The oil and gas industry produces more than 800 billion gallons of wastewater every year, and our knowledge of its content, toxicity, and treatability is severely limited. This is especially important given a potential trend toward permitted treatment and disposal of this waste into streams or onto land. EPA concluded that there was limited information regarding the influents and effluents from facilities that treat wastewater from hydraulic fracturing operations and that improved analysis methods are needed so we can better determine concentrations of chemicals like organics and radionuclides.
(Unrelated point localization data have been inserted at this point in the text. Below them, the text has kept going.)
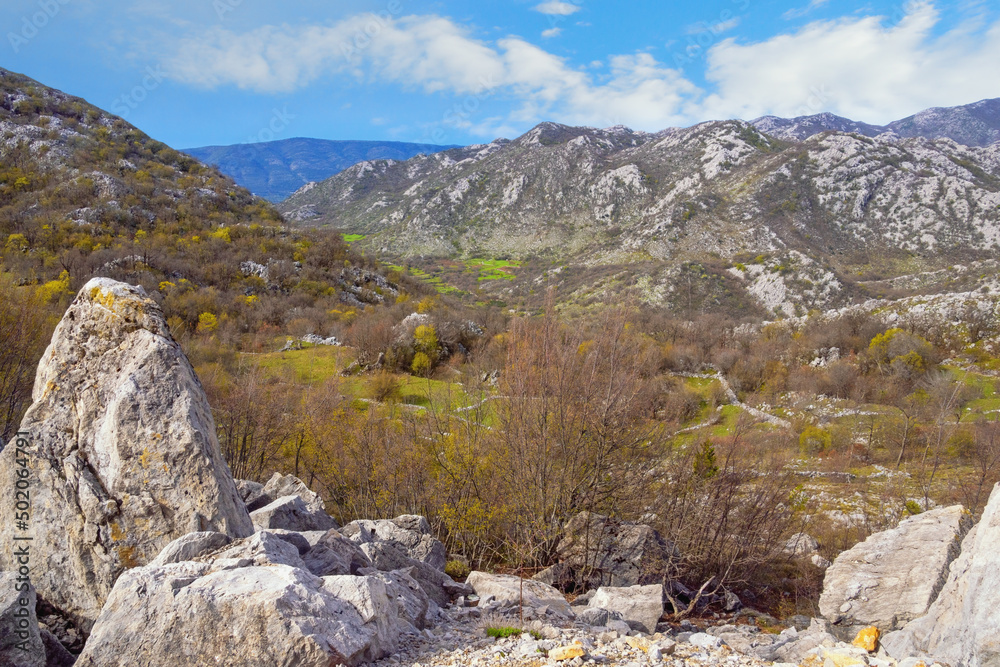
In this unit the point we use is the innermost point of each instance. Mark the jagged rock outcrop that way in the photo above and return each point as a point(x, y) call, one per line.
point(409, 533)
point(252, 494)
point(20, 641)
point(508, 588)
point(636, 604)
point(251, 603)
point(962, 626)
point(288, 485)
point(439, 586)
point(893, 577)
point(332, 553)
point(599, 551)
point(801, 545)
point(291, 513)
point(122, 450)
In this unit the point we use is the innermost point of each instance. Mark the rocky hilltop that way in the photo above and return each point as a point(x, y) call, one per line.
point(975, 124)
point(276, 169)
point(719, 188)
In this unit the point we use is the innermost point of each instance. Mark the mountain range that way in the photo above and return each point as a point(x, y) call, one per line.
point(973, 125)
point(275, 169)
point(791, 224)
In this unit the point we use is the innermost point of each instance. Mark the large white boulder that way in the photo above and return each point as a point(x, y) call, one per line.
point(596, 550)
point(291, 513)
point(893, 577)
point(122, 449)
point(252, 603)
point(962, 627)
point(639, 604)
point(20, 641)
point(508, 588)
point(409, 533)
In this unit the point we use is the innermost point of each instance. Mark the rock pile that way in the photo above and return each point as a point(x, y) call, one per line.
point(122, 448)
point(893, 577)
point(596, 550)
point(262, 600)
point(962, 627)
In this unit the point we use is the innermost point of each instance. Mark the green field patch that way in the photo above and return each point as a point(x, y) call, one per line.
point(493, 269)
point(310, 365)
point(434, 281)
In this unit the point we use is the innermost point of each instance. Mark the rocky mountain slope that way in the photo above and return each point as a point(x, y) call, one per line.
point(975, 124)
point(721, 189)
point(275, 169)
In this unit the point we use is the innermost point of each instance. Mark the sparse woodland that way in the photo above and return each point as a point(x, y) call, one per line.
point(499, 424)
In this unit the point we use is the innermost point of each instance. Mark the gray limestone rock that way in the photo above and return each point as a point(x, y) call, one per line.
point(253, 494)
point(291, 513)
point(962, 626)
point(190, 546)
point(893, 577)
point(122, 450)
point(252, 602)
point(598, 551)
point(409, 533)
point(439, 586)
point(508, 588)
point(642, 604)
point(288, 485)
point(333, 553)
point(20, 641)
point(412, 603)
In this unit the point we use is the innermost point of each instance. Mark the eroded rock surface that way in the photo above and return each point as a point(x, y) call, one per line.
point(893, 577)
point(409, 533)
point(508, 588)
point(598, 551)
point(962, 626)
point(123, 451)
point(639, 604)
point(20, 641)
point(251, 602)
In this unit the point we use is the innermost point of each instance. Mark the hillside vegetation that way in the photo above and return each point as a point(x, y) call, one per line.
point(534, 371)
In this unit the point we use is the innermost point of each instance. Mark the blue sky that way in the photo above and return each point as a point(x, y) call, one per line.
point(199, 72)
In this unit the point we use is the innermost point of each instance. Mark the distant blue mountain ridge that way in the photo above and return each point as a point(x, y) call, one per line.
point(275, 169)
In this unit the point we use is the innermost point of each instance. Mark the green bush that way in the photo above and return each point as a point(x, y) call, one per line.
point(456, 569)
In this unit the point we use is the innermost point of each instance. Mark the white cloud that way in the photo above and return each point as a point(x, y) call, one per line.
point(862, 68)
point(714, 28)
point(865, 68)
point(799, 12)
point(557, 8)
point(434, 54)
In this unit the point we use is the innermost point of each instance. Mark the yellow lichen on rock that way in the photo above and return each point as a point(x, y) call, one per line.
point(567, 652)
point(638, 643)
point(867, 639)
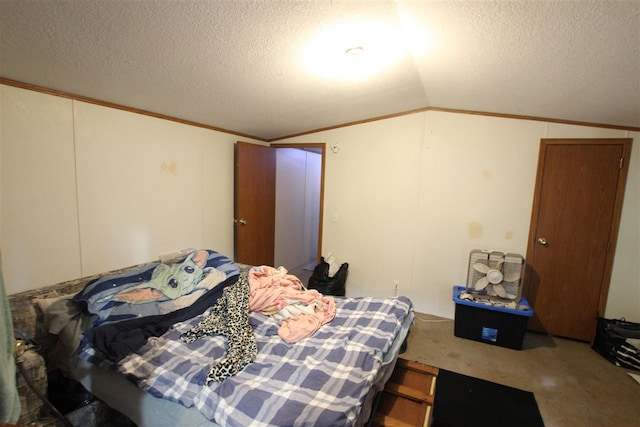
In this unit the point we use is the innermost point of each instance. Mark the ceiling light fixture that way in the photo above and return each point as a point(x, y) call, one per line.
point(354, 52)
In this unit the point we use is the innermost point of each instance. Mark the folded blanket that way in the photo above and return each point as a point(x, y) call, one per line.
point(155, 288)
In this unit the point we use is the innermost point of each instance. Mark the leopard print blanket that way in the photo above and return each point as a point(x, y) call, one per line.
point(229, 318)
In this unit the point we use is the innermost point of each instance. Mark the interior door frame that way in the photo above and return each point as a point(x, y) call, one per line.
point(615, 224)
point(322, 147)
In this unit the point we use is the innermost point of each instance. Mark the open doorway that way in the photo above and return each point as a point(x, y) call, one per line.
point(299, 177)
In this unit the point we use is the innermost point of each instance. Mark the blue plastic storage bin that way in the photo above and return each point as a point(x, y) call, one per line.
point(490, 323)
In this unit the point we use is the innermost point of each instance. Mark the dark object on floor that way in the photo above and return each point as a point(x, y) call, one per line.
point(612, 343)
point(326, 285)
point(66, 394)
point(463, 401)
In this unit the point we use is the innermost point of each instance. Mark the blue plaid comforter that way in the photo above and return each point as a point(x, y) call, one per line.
point(321, 380)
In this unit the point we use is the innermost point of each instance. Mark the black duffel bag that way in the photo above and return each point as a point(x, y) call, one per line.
point(612, 342)
point(329, 285)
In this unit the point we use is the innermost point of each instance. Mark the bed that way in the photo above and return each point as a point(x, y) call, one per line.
point(166, 345)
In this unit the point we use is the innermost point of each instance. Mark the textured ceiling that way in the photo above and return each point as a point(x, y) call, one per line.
point(244, 66)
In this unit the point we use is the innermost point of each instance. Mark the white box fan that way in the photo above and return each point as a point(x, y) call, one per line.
point(495, 274)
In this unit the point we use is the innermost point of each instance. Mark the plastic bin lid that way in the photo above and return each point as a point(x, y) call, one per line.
point(524, 309)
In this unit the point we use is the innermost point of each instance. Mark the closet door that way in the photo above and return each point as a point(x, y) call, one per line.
point(255, 204)
point(574, 226)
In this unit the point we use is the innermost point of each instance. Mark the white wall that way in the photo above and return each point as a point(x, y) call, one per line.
point(87, 189)
point(414, 194)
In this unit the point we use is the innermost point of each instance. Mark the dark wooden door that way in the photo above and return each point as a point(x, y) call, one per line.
point(254, 204)
point(577, 204)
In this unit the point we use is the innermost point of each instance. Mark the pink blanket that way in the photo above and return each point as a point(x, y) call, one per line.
point(276, 293)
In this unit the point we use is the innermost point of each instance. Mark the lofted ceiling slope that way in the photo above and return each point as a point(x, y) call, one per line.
point(268, 68)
EDF is working to fill those data gaps by launching studies to improve our ability to analyze and effectively treat oil and gas wastewater. Because new treatment and recycling efforts often are being pursued in the name of water conservation, EDF is working to ensure that these practices do not create more environmental risks than they solve.
EPA has provided a comprehensive, authoritative snapshot of what we know and what we don’t about the interplay between hydraulic fracturing activities and water. It is an important but incomplete assessment that, unfortunately, poses more questions than it answers.
More broadly, the report has affirmed the need for a widespread, data-based approach such as the one EDF has taken on this and other issues:
- Get the science right – the data shortcomings highlighted by EPA have sharpened our focus on various scientific areas where our staff can contribute, as we have done with methane emission science.
- Get the rules right – the report underscores the need for a process of continuous improvement, building on growing knowledge and changing technologies to better design and implement existing and emerging industry practices and regulations that can minimize risks to our water resources.
So, where do we go from here? Until we can fill the data gaps revealed by EPA’s water study, we can’t be certain that existing rules and industry practices adequately ensure that hydraulic fracturing and its associated activities are done “safely.” But that doesn’t mean significant progress can’t be made today to reduce risk and address known vulnerabilities with smart policies, like the 2013 work in Texas that cut the incidence of well blowouts nearly in half. EPA’s water study is an important part of the ongoing debate but clearly continued focus on the steps we can take now to protect oil and gas communities from localized impacts, even while we gather more data to further minimize risks, is essential.